For once, science is on the side of the National Rifle Association and Donald Trump, according to prominent experts on mental health and violence. 
A cohort of researchers and civil rights advocates say congressional Republicanswere right to roll back an Obama-era rule that would have barred certain mentally impaired recipients of social security benefits from owning guns.
The Obama rule “is fundamentally not a rational policy”, said Paul Appelbaum, a psychiatrist who directs the law, ethics and psychiatry division at Columbia University. “It’s not a rule that would be very likely to make us safer.”
The policy, finalized in the last weeks of the Obama administration, would have disqualified from gun ownership an estimated 75,000 people who have mental illnesses or disabilities and are assigned a representative to manage their social security benefits. 
The people targeted by the rule “are not a particularly high-risk group for violent behavior”, Appelbaum said.
Advocacy groups, including the American Civil Liberties Union, the National Association for Mental Health, the American Association of People with Disabilities, and the federal government’s own advisory group, the National Council on Disability, opposed the measure, arguing that it deprived Americans of a constitutional right without due process.
“This is one of these times where the progressive politics du jour and the science – and, I think, the legal analysis – diverge,” said Jeffrey Swanson, a leading researcher on gun violence and mental health at Duke University. 
“The NRA, on this thing, has found itself on the side of science,” he said.

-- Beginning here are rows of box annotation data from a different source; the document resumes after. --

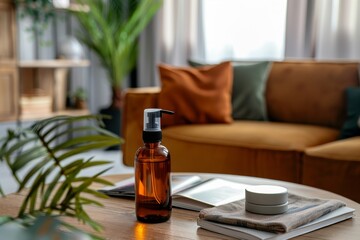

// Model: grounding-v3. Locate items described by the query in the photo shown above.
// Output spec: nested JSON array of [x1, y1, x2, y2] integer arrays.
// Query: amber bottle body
[[135, 142, 172, 223]]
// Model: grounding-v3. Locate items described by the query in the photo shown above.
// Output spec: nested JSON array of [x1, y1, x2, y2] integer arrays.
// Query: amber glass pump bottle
[[134, 108, 174, 223]]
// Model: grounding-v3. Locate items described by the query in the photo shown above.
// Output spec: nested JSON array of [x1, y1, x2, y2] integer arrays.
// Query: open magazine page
[[173, 178, 248, 211], [99, 175, 248, 211]]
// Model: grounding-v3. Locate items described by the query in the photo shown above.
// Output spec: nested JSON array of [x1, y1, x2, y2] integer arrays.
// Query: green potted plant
[[72, 0, 162, 137]]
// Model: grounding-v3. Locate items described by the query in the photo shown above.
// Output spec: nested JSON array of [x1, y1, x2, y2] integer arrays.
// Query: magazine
[[98, 175, 248, 211], [197, 207, 355, 240]]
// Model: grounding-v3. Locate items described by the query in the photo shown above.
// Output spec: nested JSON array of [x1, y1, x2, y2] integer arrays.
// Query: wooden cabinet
[[0, 67, 18, 121], [0, 0, 16, 64], [18, 59, 89, 120], [0, 0, 18, 121]]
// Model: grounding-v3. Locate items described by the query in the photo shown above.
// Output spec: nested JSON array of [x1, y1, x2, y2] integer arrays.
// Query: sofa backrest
[[265, 61, 360, 128]]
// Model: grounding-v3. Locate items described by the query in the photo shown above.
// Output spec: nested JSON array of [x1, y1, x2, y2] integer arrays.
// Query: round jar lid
[[245, 202, 288, 215], [245, 185, 288, 206]]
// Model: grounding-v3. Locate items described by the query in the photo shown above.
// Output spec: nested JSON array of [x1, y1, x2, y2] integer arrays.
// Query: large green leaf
[[0, 115, 123, 237]]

“There is no data to support a connection between the need for a representative payee to manage one’s social security disability benefits and a propensity toward gun violence,” the ACLU argued in a letter supporting the rollback of the rule.
The Bazelon Center for Mental Health Law said the rule “creates a false sense that meaningful action has been taken to address gun violence, and detracts from potential prevention efforts targeting actual risks”.
Swanson, a mental health expert who has conducted groundbreaking research on the impact of different gun violence prevention laws, criticized the Democrats’ fierce defense of the rule, arguing that it undermined the effort to build political consensus around gun control policies that actually have research evidence behind them.
“It’s a real step backwards in the messaging that I’ve been trying to do for years to say, ‘The vast majority of people with mental illnesses are never going to be violent, and to make that assumption is harmful,’” he said..
Being hailed by the NRA and Breitbart was a new experience for him, Swanson said, and somewhat disconcerting. 
But, he said, what it meant to have “integrity as researchers” was to “take a stand for risk-based, fair policies”.
“Politics is politics, and sometimes you have to take the position that your team is taking, but that’s not my job.”